Les entreprises suisses ont-elles conscience de cette importance?

Oui. Un grand nombre d’entre elles sont conscientes que des idées totalement inédites se développent en dehors des structures classiques de l’entreprise. Même dans les entreprises de taille moyenne, on trouve désormais des plateformes d’innovation et des centres de Design Thinking. Toutefois, le cadre adéquat pour une entreprise dépend naturellement du budget. Les grands acteurs bénéficient ici d’un avantage certain: grâce à leur capacité financière, même les projets d’innovation les plus risqués atterrissent ici en douceur.

Comment les petites et moyennes entreprises peuvent-elles, elles aussi, favoriser la créativité? 

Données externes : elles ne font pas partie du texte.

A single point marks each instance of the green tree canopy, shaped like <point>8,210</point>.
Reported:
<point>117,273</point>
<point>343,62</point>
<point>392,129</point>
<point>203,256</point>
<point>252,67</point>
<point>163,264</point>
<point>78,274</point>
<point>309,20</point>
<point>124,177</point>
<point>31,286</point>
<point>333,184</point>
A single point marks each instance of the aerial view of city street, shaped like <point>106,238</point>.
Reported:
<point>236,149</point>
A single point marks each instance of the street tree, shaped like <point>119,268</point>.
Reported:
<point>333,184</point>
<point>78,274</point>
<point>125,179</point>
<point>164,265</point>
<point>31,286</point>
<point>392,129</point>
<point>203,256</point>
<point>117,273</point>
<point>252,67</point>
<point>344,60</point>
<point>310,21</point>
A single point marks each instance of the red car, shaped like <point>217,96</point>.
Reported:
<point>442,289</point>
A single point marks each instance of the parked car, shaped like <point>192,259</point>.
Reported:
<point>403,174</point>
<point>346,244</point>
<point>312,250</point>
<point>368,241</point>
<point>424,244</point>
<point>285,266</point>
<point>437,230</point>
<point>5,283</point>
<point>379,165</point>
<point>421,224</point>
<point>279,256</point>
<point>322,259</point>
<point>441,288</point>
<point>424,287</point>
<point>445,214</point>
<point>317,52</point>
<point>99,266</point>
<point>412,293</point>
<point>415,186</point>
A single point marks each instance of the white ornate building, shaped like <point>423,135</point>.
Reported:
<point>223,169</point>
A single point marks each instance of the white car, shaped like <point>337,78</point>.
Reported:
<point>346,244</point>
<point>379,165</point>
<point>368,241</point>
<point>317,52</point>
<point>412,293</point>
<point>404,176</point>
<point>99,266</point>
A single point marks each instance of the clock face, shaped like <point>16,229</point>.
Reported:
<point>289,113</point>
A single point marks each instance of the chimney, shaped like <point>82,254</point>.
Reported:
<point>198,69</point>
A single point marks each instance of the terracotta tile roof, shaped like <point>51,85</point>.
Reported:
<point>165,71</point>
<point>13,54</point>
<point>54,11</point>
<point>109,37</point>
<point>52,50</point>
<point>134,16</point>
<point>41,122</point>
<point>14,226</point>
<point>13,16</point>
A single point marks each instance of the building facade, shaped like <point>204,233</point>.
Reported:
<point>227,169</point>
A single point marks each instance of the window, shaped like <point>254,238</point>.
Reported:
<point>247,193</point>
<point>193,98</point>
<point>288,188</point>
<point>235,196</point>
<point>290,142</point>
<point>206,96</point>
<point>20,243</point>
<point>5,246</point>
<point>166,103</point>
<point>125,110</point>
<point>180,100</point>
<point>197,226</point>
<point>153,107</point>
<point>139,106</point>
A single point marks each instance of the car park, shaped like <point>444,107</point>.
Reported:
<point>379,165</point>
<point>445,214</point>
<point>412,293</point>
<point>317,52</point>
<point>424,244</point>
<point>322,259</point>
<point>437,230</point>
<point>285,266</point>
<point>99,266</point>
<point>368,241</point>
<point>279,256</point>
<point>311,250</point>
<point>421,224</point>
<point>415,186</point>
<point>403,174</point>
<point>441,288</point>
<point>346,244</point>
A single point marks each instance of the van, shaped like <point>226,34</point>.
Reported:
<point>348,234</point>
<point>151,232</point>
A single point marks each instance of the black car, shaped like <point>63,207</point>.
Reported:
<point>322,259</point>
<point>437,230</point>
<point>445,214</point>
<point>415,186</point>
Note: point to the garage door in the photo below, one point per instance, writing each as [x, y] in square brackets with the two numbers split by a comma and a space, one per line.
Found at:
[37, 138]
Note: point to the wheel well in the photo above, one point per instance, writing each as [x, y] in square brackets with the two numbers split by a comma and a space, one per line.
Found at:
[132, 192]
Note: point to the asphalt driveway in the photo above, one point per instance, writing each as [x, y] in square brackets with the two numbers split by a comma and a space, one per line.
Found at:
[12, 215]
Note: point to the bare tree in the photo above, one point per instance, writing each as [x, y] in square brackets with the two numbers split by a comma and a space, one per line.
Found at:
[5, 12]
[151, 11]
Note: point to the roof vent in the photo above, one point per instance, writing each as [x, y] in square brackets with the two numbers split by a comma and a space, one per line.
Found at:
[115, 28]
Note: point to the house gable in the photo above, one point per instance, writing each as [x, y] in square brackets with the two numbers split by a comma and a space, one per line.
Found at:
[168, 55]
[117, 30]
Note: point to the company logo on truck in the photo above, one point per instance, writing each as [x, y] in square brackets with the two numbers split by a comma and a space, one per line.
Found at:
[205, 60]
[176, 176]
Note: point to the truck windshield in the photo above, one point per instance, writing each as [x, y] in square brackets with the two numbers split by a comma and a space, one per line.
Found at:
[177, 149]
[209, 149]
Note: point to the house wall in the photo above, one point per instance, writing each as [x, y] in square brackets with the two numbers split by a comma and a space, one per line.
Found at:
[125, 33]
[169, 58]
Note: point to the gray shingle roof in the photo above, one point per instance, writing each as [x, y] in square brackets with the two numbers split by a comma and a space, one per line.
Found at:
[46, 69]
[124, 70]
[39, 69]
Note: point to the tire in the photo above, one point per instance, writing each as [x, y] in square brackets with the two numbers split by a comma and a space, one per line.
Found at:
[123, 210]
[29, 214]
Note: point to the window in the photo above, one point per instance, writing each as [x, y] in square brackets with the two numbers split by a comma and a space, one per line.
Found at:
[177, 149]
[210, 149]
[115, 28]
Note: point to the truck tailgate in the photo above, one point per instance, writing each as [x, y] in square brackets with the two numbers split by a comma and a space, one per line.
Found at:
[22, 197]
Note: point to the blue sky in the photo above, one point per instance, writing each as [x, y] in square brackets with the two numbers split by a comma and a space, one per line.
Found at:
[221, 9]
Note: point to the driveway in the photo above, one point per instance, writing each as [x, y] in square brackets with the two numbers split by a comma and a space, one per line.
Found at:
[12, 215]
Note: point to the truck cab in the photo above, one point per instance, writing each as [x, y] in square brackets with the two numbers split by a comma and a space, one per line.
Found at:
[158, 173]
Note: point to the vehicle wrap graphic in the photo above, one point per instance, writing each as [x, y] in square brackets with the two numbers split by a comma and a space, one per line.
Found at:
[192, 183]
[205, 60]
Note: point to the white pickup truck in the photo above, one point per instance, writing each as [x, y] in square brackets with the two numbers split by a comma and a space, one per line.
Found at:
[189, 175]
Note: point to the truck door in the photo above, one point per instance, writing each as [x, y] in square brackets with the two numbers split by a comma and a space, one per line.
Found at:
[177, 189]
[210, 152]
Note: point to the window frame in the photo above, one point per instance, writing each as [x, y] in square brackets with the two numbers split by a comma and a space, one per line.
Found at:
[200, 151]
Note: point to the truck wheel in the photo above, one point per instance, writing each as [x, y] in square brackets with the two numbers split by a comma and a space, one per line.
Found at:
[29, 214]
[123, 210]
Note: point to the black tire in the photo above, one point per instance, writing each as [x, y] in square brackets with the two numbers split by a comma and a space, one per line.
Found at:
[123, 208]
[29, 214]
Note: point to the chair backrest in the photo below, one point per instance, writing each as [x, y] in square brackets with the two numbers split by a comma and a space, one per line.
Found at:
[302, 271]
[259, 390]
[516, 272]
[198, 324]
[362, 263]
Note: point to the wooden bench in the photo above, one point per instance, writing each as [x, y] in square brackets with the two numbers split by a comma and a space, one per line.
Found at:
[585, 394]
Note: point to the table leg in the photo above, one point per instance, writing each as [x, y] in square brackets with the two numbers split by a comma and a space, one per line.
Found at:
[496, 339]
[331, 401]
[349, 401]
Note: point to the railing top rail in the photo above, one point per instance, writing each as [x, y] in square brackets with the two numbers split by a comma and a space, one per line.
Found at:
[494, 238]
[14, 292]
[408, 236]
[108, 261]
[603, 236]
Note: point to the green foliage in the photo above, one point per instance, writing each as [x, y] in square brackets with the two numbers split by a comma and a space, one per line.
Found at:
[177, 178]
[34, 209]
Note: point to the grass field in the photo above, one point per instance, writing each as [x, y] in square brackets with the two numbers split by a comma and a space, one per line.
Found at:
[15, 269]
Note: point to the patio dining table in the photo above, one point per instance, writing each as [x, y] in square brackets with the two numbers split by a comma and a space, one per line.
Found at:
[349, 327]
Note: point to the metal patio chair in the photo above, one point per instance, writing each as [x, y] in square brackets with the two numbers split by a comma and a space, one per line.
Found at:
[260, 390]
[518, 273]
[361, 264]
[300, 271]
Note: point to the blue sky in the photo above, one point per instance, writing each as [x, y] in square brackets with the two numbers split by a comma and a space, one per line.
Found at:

En regardant par-delà leur horizon. Il n’est pas nécessaire qu’elles copient les principes d’organisation de la Silicon Valley. Mais cela vaut la peine d’étudier les méthodes d’autres entreprises qui ont développé leur créativité avec succès. Et cela commence dès le recrutement. Les entreprises doivent acquérir une vue d’ensemble des capacités créatives des collaborateurs en place et celles qu’il convient de renforcer par un recrutement ciblé. Il faut cependant se rendre à l’évidence: les personnes créatives sont souvent de nature exigeante, des électrons libres, des non-conformistes. Cela crée des frictions au sein de l’équipe et avec les supérieurs. Si les entreprises veulent promouvoir la créativité et l’innovation, elles doivent se montrer généreuses vis-à-vis des collaborateurs, les laisser travailler de telle sorte qu’ils puissent s’épanouir et développer des idées.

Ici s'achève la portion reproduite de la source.